Elle a effectué ses études médicales à la Faculté de médecine de Tunis de 1972 à 1977. Ses stages internés se sont déroulés dans différentes spécialités avec nos maîtres feu les professeurs Mongi Ben Hamida (neurologie), Ali Kaabi (cardiologie), Hédi M’Henni (pédiatrie) et Mohamed Boussen (hématologie).
En juin 1980, elle a été reçue au concours de résidanat, classée 18e, et elle a opté pour l’anatomie pathologique.

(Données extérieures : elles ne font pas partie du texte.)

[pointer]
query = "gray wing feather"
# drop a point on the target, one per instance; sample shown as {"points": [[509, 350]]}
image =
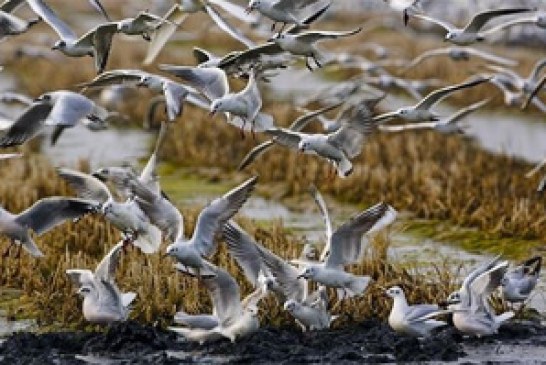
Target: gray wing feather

Ses premiers stages se sont déroulés à l’hôpital Habib Thameur avec feu le professeur Mahmoud Hafsia puis à l’hôpital Charles-Nicolle avec le professeur Sara Ben Jilani et enfin à l’Institut Pasteur avec feu le professeur Amor Chadli. Elle a soutenu sa thèse de doctorat en médecine le 18 avril 1981, présidée par feu le professeur Béchir Hamza.
Parallèlement, elle a entamé en 1981, des études pour le certificat d’études supérieures (CES) d’anatomie pathologique à la faculté Pierre et Marie-Curie à Paris, couronnées par l’obtention du diplôme de fin de CES en juillet 1985.
En 1984, elle a été reçue à l’examen de fin de spécialité (classée 1ère) et au concours d’assistanat (classée 1ère). Elle a accompli son assistanat à l’hôpital Charles-Nicolle à partir de 1984, puis en 1985 à l’Institut Pasteur.
Une battante qui ne se plaignait jamais
En 1985-1986, alors qu’elle n’avait que 34 ans, le diagnostic d’un lymphome gastrique fait basculer son existence, suite auquel elle a dû subir une gastrectomie totale suivie d’une chimiothérapie. C’était une battante qui a vaincu un cancer et qui ne se plaignait jamais même lorsqu’elle était au plus mal.
En 1989, elle a été mutée à sa demande à l’hôpital Mongi Slim. Elle a exercé provisoirement à l’hôpital Charles-Nicolle, tout en assurant la mise à pied du laboratoire d’anatomie pathologique de l’hôpital de la Marsa.
En 1991, elle s’est présentée au concours de médicat des hôpitaux, puis la même année au concours d’agrégation auquel elle a été reçue (classée 2ème) pour la Faculté de médecine de Sfax. Là, elle a exercé ses fonctions hospitalières pendant 6 mois et universitaires pendant 2 ans, puis elle a muté en 1992 au CHU Mongi Slim.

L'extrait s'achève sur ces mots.